Tuesday, January 10, 2012

MetaTrader is more popular than NinjaTrader

For all my gripes about MetaTrader, I must admit that they do the most important stuff very well. It's very easy to download and install. Clicking on the desktop icon results in MT4 loading near instantaneously. When you log into the platform, charts immediately appear. The buttons at the top of the screen are obvious to anyone with trading experience. In short, it's about as idiot proof as software gets.

Fumbling through NinjaTrader

All of the things that MetaTrader does well, NinjaTrader does very poorly. The first time that I downloaded the 42 MB installation file, NinjaTrader said that I couldn't use it because I didn't have the .NET 3.5 framework installed. That makes sense to me as a programmer. To people that do not program for a living (i.e., the people reading this blog), that error message is next to worthless. NinjaTrader ought to handle this type of issue automatically.

Once I installed the program, I tried to open a chart. Nothing happened. I messed with it for about 5 minutes until I finally gave up and decided that the program wasn't worth the effort.

I decided to try again a few months later, at which point I realized that NinjaTrader did not include a datafeed. So then I had to go through their list of 50+ vendors to figure out where I might find a decent forex feed to try using their platform. The feed that I happened to have, Interactive Brokers, required that I download a special version of their software. Naturally, I did not figure this out until I got endless error messages and had to contact NinjaTrader suppport. An hour and several handfuls of hair later, I finally was able to do what MetaTrader allows me to do in seconds - look at a forex chart.

My Windows XP machine with 2 GB RAM, which is pretty typical of your average software user, takes about 20 seconds to load NinjaTrader. I have the nasty habit of closing and opening applications repeatedly. It gets on my nerves when I close NinjaTrader because it takes so long to get it back up again. I would consider leaving the application open, but I usually have 5-6 windows open within their platform. The taskbar always looks so cluttered. Call me crazy, but I find it very difficult to work on the computer with so many window tabs showing at the same time. It feels like there is too much going on visually.
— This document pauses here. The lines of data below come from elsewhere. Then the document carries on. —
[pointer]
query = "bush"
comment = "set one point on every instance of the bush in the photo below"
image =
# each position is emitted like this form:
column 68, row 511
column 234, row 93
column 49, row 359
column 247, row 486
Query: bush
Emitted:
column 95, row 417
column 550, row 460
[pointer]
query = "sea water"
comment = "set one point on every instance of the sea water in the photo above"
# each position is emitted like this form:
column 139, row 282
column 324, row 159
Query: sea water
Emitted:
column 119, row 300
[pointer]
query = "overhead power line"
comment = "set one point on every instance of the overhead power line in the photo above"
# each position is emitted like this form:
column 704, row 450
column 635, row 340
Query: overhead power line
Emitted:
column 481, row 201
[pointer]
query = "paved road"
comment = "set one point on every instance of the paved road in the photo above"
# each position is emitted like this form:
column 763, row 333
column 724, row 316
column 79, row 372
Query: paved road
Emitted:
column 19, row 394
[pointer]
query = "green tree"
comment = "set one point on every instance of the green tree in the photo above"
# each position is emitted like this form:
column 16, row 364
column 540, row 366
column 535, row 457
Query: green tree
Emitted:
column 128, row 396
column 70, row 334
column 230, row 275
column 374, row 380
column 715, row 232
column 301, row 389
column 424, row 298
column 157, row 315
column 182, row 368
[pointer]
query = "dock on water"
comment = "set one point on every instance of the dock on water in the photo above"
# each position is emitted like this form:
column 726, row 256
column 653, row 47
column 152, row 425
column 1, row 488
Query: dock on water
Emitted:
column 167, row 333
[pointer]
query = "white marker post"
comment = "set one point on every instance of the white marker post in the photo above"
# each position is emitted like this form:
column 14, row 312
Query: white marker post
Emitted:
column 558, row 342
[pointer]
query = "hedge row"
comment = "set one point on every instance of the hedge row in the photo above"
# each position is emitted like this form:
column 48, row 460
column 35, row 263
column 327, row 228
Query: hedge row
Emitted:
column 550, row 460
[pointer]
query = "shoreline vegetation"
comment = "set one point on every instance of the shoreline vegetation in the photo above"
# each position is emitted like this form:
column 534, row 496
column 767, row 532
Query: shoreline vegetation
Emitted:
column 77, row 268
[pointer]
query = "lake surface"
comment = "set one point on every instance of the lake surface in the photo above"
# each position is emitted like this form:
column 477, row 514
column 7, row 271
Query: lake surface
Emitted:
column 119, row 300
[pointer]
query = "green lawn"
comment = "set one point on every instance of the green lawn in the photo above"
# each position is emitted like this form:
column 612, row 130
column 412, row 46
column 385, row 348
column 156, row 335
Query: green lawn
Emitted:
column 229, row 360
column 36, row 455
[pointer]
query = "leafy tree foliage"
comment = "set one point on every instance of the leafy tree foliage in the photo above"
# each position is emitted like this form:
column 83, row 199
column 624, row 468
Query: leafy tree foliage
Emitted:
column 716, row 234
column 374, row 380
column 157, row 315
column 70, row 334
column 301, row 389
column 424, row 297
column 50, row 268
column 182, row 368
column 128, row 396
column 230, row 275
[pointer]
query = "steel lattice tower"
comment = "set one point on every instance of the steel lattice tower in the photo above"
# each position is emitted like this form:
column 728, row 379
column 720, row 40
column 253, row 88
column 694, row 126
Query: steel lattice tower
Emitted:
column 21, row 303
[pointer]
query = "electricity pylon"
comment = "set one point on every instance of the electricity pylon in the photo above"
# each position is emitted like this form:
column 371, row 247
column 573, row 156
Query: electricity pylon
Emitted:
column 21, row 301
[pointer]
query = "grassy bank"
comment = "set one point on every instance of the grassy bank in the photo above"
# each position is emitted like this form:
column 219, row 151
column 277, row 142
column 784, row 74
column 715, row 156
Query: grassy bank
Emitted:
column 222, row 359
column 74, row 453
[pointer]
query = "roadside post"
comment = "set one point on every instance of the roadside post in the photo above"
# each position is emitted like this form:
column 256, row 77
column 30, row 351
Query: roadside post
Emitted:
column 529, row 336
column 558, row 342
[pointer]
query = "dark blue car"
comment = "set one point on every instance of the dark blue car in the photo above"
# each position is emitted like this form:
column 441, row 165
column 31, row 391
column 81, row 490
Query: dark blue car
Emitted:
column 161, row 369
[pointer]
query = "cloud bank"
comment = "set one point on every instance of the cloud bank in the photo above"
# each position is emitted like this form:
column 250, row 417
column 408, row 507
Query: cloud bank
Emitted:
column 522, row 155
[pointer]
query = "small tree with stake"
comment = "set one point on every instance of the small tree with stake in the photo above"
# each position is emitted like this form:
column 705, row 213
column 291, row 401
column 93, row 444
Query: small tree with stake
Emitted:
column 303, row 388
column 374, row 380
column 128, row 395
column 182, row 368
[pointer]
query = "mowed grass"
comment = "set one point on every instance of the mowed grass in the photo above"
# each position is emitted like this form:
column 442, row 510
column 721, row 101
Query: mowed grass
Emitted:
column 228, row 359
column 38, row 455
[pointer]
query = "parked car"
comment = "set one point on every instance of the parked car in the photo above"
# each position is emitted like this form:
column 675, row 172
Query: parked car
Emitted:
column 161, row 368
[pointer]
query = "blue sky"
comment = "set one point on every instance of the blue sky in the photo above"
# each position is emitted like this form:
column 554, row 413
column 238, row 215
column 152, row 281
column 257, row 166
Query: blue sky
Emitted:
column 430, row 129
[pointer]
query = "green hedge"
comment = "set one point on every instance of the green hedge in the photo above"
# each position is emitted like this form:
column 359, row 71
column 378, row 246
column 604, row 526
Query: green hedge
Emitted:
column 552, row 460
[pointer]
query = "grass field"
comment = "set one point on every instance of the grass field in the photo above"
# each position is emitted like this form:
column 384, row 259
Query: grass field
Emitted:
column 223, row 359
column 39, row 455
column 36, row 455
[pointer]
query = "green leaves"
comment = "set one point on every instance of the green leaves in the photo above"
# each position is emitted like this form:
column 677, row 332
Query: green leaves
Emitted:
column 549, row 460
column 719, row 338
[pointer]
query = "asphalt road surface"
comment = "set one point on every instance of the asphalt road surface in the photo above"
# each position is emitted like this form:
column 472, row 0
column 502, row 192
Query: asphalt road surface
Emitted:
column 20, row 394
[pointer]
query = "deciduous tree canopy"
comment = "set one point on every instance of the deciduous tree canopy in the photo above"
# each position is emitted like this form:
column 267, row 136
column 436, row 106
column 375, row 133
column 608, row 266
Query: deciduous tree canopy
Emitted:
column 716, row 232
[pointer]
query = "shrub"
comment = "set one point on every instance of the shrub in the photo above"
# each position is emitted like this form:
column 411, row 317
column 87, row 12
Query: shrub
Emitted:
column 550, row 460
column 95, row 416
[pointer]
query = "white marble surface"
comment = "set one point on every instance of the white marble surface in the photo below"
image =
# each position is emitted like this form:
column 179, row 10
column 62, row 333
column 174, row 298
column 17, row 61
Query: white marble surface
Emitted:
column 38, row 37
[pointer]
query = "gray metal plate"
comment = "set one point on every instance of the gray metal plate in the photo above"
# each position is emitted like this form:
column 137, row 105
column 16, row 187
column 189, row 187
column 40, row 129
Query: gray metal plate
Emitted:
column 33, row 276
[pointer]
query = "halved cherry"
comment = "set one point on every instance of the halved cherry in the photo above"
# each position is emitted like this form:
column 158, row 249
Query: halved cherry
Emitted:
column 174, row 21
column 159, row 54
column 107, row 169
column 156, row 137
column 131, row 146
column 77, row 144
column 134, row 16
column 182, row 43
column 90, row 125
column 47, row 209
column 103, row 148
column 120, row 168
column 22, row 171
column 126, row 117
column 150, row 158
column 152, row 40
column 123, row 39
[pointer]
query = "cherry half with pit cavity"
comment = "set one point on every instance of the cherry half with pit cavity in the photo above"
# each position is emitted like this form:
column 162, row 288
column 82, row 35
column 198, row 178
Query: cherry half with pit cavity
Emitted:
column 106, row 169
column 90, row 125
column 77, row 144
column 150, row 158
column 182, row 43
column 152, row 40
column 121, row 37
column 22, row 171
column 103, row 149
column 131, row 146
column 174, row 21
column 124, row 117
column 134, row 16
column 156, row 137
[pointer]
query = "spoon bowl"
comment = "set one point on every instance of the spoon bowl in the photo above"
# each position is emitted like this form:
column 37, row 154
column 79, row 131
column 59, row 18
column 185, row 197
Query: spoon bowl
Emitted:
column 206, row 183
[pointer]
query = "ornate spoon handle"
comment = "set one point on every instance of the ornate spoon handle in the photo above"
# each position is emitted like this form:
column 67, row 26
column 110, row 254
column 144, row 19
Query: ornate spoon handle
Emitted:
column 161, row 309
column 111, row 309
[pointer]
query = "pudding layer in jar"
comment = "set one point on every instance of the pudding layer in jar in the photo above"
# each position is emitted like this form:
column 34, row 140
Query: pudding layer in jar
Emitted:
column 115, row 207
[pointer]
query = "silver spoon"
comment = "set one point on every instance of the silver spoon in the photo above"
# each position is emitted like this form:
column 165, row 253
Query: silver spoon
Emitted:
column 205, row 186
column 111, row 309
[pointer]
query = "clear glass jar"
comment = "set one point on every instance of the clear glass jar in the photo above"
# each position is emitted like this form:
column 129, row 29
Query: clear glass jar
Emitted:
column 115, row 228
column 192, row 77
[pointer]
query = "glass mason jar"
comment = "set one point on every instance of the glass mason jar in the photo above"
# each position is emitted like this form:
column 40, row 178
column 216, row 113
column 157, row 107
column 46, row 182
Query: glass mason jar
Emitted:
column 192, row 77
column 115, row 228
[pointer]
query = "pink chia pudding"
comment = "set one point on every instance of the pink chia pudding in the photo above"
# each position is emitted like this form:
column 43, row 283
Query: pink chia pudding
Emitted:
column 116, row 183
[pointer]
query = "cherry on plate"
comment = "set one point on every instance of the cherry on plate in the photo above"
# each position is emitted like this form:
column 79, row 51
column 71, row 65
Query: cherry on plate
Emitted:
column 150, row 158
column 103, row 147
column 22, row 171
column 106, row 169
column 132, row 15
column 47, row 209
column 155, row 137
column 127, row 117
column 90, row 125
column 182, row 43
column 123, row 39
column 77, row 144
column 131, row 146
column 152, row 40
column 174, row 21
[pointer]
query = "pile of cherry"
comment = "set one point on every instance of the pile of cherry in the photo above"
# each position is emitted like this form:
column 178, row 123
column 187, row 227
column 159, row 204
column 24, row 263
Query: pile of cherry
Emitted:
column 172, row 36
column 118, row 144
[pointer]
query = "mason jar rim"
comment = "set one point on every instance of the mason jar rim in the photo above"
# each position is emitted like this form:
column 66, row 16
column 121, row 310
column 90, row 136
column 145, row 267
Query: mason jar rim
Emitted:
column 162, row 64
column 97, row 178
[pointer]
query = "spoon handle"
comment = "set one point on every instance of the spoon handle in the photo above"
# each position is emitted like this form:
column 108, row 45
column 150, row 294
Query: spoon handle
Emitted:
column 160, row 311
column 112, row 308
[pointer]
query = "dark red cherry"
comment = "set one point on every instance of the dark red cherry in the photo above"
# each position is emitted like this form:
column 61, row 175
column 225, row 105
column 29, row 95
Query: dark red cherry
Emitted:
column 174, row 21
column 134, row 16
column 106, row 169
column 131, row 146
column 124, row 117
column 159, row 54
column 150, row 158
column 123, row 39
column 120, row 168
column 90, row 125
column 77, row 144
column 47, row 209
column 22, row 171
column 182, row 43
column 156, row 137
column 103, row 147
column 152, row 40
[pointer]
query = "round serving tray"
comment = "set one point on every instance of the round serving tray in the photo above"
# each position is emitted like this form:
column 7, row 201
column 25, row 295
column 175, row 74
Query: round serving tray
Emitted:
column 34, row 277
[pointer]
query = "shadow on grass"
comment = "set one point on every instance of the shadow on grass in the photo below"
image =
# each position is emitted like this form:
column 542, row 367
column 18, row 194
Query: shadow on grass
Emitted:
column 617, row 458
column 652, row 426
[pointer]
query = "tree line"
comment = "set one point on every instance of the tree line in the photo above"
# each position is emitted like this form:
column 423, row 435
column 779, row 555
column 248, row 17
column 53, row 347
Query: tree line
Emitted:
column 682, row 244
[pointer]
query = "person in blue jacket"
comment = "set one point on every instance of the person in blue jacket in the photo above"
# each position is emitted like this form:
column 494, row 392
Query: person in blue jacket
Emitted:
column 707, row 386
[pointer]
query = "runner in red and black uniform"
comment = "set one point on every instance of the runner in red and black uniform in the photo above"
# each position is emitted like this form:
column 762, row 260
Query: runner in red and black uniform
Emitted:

Whenever you have a question about MetaTrader, you simply pick up the phone and call any MetaTrader broker. They answer your question immediately. NinjaTrader, in spite of its excellent online support, largely takes the help yourself approach. You can figure out most problems eventually, but it requires digging through forums and reading a few articles before you stumble upon the one with the answer. That type of self-help approach requires patience. Most people, especially us Americans that expect answers on the spot, are not blessed with that particular virtue.

Products and Add Ons

MetaTrader is like Google Android and NinjaTrader is like Apple. MetaQuotes takes the Android style, hands-off approach. Anything that does not interfere with the MetaTrader itself is allowed. "Allow" isn't even the right word. MetaTrader is entirely removed from the process. The result is there are thousands of products available for sale that work exclusiely in MetaTrader. It's an accidental ecosystem for trading products that relates directly to the approach so prevalent in social media and mobile phones.

NinjaTrader takes the Apple, big brother approach; all products are screened and vetted. This does come with some advantages. You're a lot less likely to buy a total piece of garbage for NinjaTrader than you are for MetaTrader. That said, the centralized also stifles the products on offer. Maybe it's just because I'm Texan and resent anything that feels like authority making choices for me, but I think you see a lot more life and innovation when the people selling a related a product don't have to ask permission to do so.

What does Ninjatrader do, anyway?

You need to take a week's worth of online training to really get a sense for how to use the product. NinjaTrader, for some odd reason, does not offer YouTube videos or any friendly beginners guides to get up and running. They require that you attend online webinars, which are always scheduled in the middle of the work day, in order to thoroughly learn each of the product's main features.

When you open the software, it's not at all apparent what exactly it's supposed to do. Is it an automated trading platform? Is it a charting platform? Is it a tool for active traders? NinjaTrader does all of the above, but my opinion is that the software itself does a terrible job making this clear. Little things like a first-time walk after downloading through would help traders get over the steep learning curve and give the product a chance.

I actually love NinjaTrader, but it nearly takes a graduate degree to figure out how to use it. That's the only reason that I'm so hesistant to recommend it to my MetaTrader programming clients. Once you figure out how to use the tools, they are incredibly powerful. The built in trading analytics eliminate the need for MetaTrader related sites like MyFXBook and MT4Stats for viewing and studying my daily performance. Comparing MetaTrader and NinjaTrader in the backtester is not even worth doing: NinjaTrader is infinitely superior. It's too bad that NinjaTrader gets in its own way.

The features that NinjaTrader offers should make it way more popular than MetaTrader. I just don't see that happening any time soon with how long it takes to learn the software.